The naming convention – maritime regions and first time the names are to be used for Royal Australian Navy ships – continued as the Chief of Navy announced the next five vessels.
OPV 2, upon commissioning into the Royal Australian Navy, will be known as HMAS Eyre, which will occur in 2023.
Following their respective commissioning, OPV 3 will be HMAS Pilbara, OPV 4 will be HMAS Gippsland, OPV 5 will be HMAS Illawarra, and OPV 6 will be HMAS Carpentaria.
“These names encapsulate the importance of these littoral regions around Australia and mark their significance to the nation’s security and prosperity,” Vice Admiral Noonan said.
“Furthermore, the naming of each vessel is the beginning of a longstanding bond between the named region, communities and centres and that of the Royal Australian Navy, our people and the men and women who will ultimately serve in each of these ships.
“In spite of the circumstances we find ourselves in today, we are still sending our Navy people to sea, we are still building ships and we are still meeting the requirements of government to defend Australia and our national interests.”
Vice Admiral Noonan concluded by emphasising the crucial role played by industry and thanked all those involved for their support of Navy to keep meeting these obligations.
The OPV project that will see the construction of two ships at Osborne Naval Shipyard in South Australia and 10 at Civmec’s facility in Henderson Western Australia, is part of a national continuous shipbuilding program.
OPV 1, upon commissioning into the Royal Australian Navy, will be known as HMAS Arafura and thus the class will be referred to as the Arafura class.
Significantly, it will be the first RAN ship to ever carry this name. It also represents a significant coastal land and sea region of northern Australia.
OPV 2, upon commissioning into the Royal Australian Navy, will be known as HMAS Eyre.
Named for the Eyre Peninsula in South Australia, bound by the Great Australian Bight to the west and Spencer Gulf to the east.
The peninsula was first charted by Lieutenant Matthew Flinders and Nicolas Baudin from 1801 to 1802 and subsequently named after Edward John Eyre who explored the region from 1839 to 1841.
OPV 3, upon commissioning into the Royal Australian Navy, will be known as HMAS Pilbara.
Named from the indigenous word Bilybara, meaning ‘dry’, the area was first recorded in 1861 by the English explorer Francis Gregory and, following the discovery of gold in 1885, European settlement of the region intensified.
The name honours the role of the Western Australian shipbuilding industry in supporting the Navy, and this will be the first vessel of the OPV class built in Western Australia.
OPV 4, upon commissioning into the Royal Australian Navy, will be known as HMAS Gippsland.
The region gained its name in honour of the Governor of New South Wales, Sir George Gipps, during the period 1838 to 1846.
Gippsland is a highly productive farming area, providing Melbourne with most of its vegetables and dairy produce.

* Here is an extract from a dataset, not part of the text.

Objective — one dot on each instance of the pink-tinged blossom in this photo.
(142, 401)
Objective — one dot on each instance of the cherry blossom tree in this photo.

Brown coal has been mined in the area for many decades, and there are numerous offshore oil and gas deposits in nearby Bass Strait.
OPV 5, upon commissioning into the Royal Australian Navy, will be known as HMAS Illawarra.
Named for the indigenous word allowrie or Elouera, meaning ‘pleasant place by the sea’.
It was first explored in the 1790s by Lieutenant Matthew Flinders and George Bass who travelled extensively throughout the region.
The Illawarra stretches from the Royal National Park in the north, to the Shoalhaven River in the south, encompassing the city of Wollongong and the towns of Shell Harbour, Kiama, Berry and Bomaderry.
OPV 6, upon commissioning into the Royal Australian Navy, will be known as HMAS Carpentaria.
Named for the Gulf of Carpentaria region. Bordering the coastlines of Queensland and the Northern Territory, the region was explored in 1606 by the Dutch explorer Wilhelm Janzsoon in his vessel Dufyken, while making the first recorded European exploration of Australia.
The name Carpentaria has been previously used by the RAN for a World War II commissioned shore establishment at Thursday Island from 16 February 1945 to 30 June 1946, and the commissioned shore establishment embedded in the Australian High Commission in London from 1 January 1966 to 31 October 1981.